1. The country has grown at around 10% a year for over 30 years. It is now phenomenally richer. A growth rate of 5% on $10,000 per head is a lot bigger actual increase than a growth rate of 10% of $1,000 dollars
2. China has a massive surplus of exports over imports.
3. China has trillions of dollars of reserves of foreign currency
4. China doesn't buy a lot of European products at the moment. UK trade with the EU is massively more significant. The UK could easily survive problems that existed just in China.
5. A stock market crash doesn't always cause problems for the actual economy. It is only numbers on a screen and pain for investors until it impacts on the willingness of banks to lend, people to spend or companies to invest.
6. China has a powerful state with the determination to intervene and try to moderate the impact of changes in the free market. When demand slows it can cut interest rates and increase investment.
7. A drop in demand for raw materials and oil might give us a fraction more breathing space before we wreck the planet.
8. The Chinese stock market has always been very volatile. That hasn't caused major problems so far.
9. At several times recently China has had more of a problem over shortage of labour than shortage of demand
10. There is plenty of capacity for Chinese consumers to increase their purchases of goods especially as a great many of them are made within the country.
Ten reasons why you should panic
1. When there is panic in the stock market then it can spread. If panic moves to concerns about China's banks then they are very vulnerable. The last thing the world needs is a fresh bout of banking collapses.
2. Chinese local government and many Chinese enterprises have borrowed a lot of money very quickly. If banks need to get that money back then local governments could start to go bankrupt. Some of the infrastructure projects were not that clever.
3. It is ordinary people who own a lot of the Chinese shares. If they blame the government then there could be a period of political change. An increase in democratic control could be very healthy. An increase in chaos would not be. Ask the Syrians.
4. Low oil prices encourage the use of fossil fuels and make long term planning to invest in a change to a low energy economy less attractive financially. This change does, of course, remain every bit as urgent for environmental reasons.
5. The Chinese government is still not very familiar with how markets really work. It demonstrated great naivety in assuming it could stop a mass panic by simply banning people from selling shares and by spending over $500bn of government money on buying declining shares. There is no telling what clumsy actions it could take.
6. Panic has no borders. As we saw in 2008 a panic starting in one country quickly moves to another.
7. Nothing serious has been done to protect the us all from the impact of global market movements. There is no international organisation that is currently capable of exerting any serious control or management over wild free market movements. We are dependent on the hope that the free market will sort everything out. As we know from 2008 it doesn't always do so. Sometimes it needs a lot of help from governments.
8. The international banking system and finance system are still very nervous after 2008. Memories may be short but market traders have lived through one collapse and know that it isn't wise to be the last person to sell. When there is a panic on and everyone else is selling confidence quickly gets lost.
9. The only thing that supports the value of your home is confidence.
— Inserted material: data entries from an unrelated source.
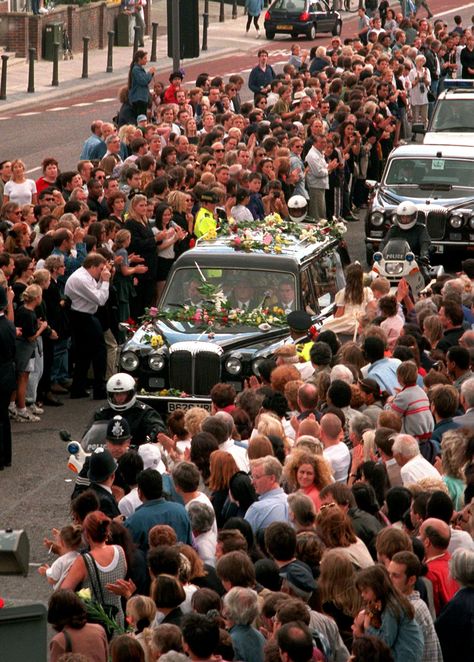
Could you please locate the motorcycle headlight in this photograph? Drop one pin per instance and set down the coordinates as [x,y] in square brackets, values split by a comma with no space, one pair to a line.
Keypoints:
[377,219]
[156,361]
[394,268]
[129,361]
[456,221]
[233,365]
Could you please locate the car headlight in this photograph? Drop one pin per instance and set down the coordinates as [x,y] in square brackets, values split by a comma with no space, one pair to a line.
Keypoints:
[233,365]
[256,366]
[156,361]
[456,221]
[129,361]
[377,219]
[394,268]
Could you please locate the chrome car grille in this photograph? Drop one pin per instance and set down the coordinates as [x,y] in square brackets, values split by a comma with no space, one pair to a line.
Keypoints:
[434,218]
[195,367]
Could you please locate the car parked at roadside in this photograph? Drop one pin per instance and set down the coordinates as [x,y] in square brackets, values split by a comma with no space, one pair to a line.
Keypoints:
[295,17]
[439,180]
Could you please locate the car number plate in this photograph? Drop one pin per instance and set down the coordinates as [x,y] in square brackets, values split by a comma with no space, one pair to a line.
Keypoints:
[175,405]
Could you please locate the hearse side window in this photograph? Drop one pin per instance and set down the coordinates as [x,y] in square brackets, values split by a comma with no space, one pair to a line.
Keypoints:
[323,276]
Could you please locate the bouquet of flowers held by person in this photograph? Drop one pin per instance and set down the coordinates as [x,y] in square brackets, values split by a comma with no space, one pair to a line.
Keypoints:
[97,613]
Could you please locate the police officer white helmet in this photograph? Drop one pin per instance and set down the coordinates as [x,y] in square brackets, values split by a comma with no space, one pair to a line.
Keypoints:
[121,393]
[406,215]
[297,208]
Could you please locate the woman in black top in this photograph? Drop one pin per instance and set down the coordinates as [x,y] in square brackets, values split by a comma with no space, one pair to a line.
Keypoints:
[143,243]
[7,379]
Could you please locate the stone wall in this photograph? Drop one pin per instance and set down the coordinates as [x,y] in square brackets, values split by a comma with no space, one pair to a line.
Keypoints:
[20,31]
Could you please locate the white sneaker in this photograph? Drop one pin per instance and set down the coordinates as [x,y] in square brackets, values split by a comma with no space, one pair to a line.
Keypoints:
[25,416]
[35,409]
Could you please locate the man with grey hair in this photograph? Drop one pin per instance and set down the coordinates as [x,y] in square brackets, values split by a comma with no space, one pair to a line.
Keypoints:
[272,504]
[467,401]
[202,518]
[413,466]
[239,453]
[241,609]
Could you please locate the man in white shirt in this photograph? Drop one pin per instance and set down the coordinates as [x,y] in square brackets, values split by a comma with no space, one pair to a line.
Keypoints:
[335,450]
[413,466]
[317,177]
[88,288]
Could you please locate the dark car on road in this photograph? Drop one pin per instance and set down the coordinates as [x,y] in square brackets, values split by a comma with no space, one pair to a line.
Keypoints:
[439,180]
[196,339]
[297,17]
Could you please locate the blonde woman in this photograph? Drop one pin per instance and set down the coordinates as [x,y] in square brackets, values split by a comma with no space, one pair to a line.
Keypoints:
[124,273]
[339,597]
[31,330]
[20,189]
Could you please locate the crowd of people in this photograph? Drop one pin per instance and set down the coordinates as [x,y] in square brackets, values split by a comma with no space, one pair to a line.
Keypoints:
[324,512]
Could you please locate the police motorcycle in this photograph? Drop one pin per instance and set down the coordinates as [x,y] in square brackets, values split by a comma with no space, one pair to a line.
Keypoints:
[143,420]
[405,253]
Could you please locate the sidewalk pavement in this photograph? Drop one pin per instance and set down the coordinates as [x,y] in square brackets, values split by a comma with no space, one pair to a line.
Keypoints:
[223,38]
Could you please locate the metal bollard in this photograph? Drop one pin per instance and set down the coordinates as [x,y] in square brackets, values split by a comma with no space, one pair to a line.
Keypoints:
[55,81]
[137,38]
[110,52]
[31,70]
[154,37]
[3,83]
[85,57]
[205,25]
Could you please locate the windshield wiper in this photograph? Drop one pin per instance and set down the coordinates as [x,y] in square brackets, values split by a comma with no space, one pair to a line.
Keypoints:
[452,129]
[436,185]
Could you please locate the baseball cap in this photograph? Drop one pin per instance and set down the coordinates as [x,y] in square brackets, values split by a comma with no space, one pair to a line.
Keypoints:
[151,456]
[118,430]
[468,267]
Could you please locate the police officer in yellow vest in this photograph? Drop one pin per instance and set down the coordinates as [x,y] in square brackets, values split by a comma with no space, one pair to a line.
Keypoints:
[300,322]
[205,218]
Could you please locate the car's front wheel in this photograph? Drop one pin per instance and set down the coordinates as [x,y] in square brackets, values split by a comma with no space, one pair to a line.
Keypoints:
[311,34]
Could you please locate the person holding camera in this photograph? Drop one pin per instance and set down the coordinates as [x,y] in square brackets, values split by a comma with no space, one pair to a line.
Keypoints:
[420,79]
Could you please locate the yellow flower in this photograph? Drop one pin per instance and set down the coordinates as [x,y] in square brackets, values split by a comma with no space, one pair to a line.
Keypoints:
[84,594]
[156,341]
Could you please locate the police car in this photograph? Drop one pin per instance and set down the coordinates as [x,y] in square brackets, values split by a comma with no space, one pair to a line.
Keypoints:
[224,310]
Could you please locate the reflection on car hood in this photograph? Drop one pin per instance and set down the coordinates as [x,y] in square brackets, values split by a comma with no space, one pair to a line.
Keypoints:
[458,197]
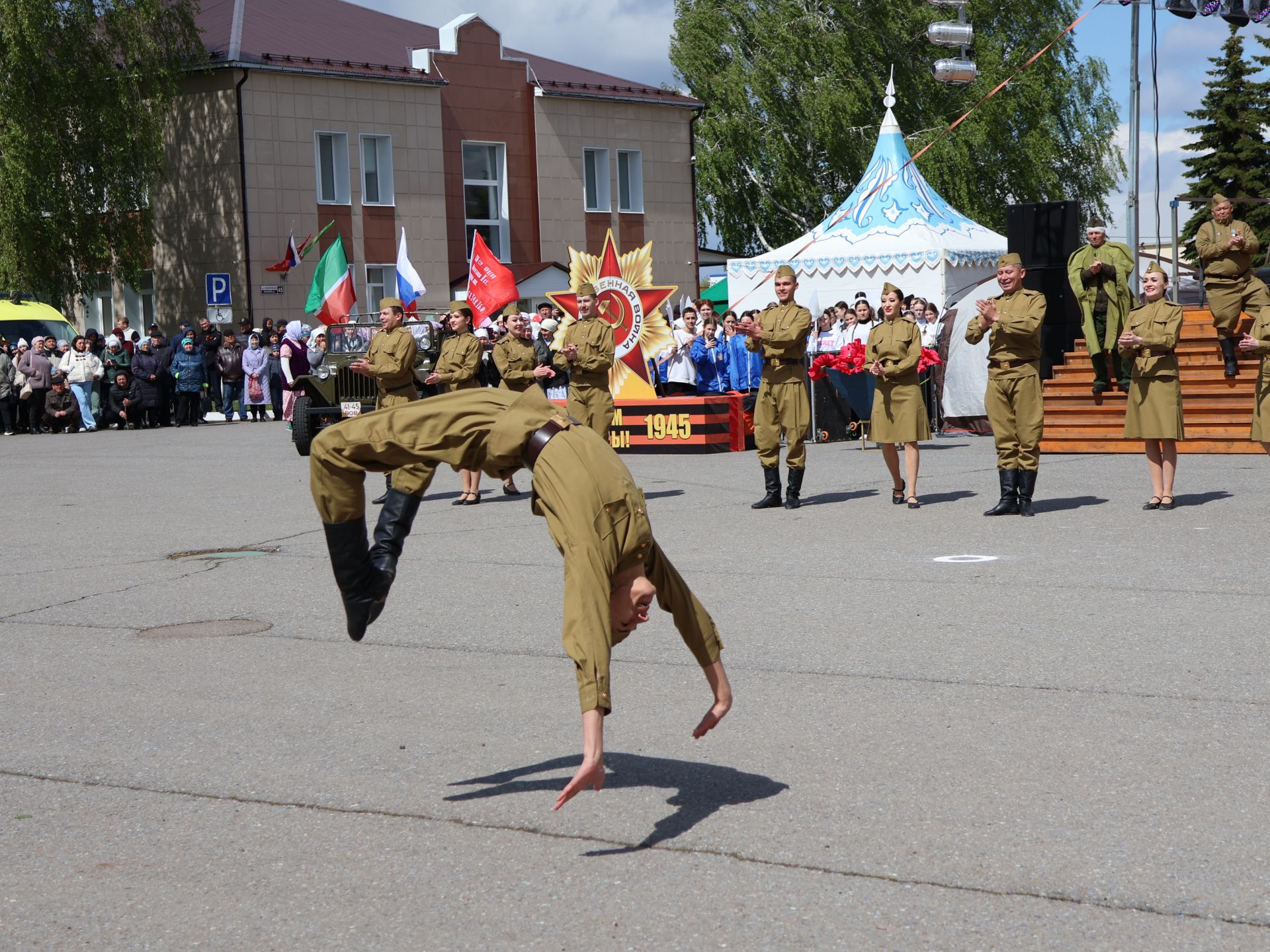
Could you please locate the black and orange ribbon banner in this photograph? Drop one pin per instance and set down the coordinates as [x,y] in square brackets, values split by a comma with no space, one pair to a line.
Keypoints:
[947,130]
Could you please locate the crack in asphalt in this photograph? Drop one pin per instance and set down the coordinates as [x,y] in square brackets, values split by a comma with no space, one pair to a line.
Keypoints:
[890,879]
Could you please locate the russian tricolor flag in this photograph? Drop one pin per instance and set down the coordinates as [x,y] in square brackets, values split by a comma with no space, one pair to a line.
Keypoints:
[409,284]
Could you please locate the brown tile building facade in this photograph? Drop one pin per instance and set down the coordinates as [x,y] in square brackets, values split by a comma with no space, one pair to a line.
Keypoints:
[318,111]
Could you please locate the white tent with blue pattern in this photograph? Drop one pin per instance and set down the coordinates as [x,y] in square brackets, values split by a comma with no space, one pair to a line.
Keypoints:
[893,227]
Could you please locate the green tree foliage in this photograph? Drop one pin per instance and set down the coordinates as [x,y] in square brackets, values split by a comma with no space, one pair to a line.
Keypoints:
[793,93]
[85,89]
[1232,153]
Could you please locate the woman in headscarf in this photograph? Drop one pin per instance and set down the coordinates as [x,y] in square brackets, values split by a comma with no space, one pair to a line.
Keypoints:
[317,347]
[148,372]
[255,370]
[294,358]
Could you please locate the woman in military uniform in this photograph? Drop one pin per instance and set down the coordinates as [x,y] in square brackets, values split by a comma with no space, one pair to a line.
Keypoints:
[1257,342]
[1155,411]
[517,365]
[900,413]
[458,368]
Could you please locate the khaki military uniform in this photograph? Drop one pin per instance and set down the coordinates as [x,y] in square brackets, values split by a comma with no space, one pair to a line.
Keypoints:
[1261,400]
[783,405]
[1013,399]
[591,403]
[392,364]
[1105,300]
[596,514]
[1228,280]
[1156,393]
[459,361]
[898,412]
[516,361]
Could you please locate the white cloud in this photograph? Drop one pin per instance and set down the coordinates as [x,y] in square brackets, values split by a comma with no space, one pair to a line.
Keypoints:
[620,38]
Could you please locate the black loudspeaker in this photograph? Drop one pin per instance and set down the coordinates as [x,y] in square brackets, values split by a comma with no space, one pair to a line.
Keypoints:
[1044,235]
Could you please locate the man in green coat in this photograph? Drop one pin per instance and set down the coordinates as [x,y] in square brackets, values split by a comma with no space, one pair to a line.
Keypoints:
[1099,274]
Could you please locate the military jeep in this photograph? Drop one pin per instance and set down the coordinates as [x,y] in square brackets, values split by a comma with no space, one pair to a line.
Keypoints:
[332,393]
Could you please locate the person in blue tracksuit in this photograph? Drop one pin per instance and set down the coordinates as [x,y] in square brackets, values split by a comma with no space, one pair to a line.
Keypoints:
[743,366]
[710,358]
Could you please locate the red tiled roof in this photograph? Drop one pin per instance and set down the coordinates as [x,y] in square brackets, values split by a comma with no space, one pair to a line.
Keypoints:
[332,36]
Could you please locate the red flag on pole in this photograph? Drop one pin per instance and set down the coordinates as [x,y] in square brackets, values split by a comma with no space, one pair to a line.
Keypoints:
[491,285]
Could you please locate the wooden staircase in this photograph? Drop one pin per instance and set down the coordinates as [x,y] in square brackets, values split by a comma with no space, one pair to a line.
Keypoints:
[1217,409]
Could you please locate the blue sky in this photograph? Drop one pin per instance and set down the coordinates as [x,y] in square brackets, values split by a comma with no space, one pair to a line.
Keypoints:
[581,31]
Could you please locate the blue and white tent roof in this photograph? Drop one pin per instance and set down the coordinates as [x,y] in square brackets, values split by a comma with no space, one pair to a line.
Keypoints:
[892,220]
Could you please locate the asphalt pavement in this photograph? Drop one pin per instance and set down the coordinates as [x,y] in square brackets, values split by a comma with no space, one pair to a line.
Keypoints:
[1057,740]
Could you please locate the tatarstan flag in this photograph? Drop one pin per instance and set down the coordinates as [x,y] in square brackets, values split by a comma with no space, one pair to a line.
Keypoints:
[332,296]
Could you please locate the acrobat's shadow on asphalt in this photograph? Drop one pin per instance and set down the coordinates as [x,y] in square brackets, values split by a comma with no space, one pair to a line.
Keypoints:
[701,790]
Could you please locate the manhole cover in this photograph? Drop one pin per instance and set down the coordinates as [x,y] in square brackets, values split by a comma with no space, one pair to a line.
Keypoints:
[218,554]
[206,630]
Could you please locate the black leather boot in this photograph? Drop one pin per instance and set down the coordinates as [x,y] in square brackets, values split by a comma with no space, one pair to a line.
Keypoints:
[773,483]
[397,517]
[1232,364]
[1009,503]
[361,586]
[1027,483]
[793,488]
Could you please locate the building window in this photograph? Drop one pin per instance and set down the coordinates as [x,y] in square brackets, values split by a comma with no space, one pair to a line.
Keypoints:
[630,182]
[139,303]
[99,309]
[376,171]
[331,151]
[486,196]
[380,282]
[595,179]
If that goes the price collapses.
10. And, if you want to be really scared, the only thing that supports the value of your money is also confidence. If a bank can collapse then so can a currency. That way lies empty cash points and food queues.
There are those who believe that the second set of factors will cause a collapse and that this will inevitably usher in the socialist ecological revolution. I don't. Chaos isn't the same thing as a conscious positive programme of change.
Let us all hope that the first set of factors triumphs over the second and that our own government uses any breathing space to try and contribute to fixing the structural problems in the world economy instead of preaching austerity and hoping 2008 won't happen again!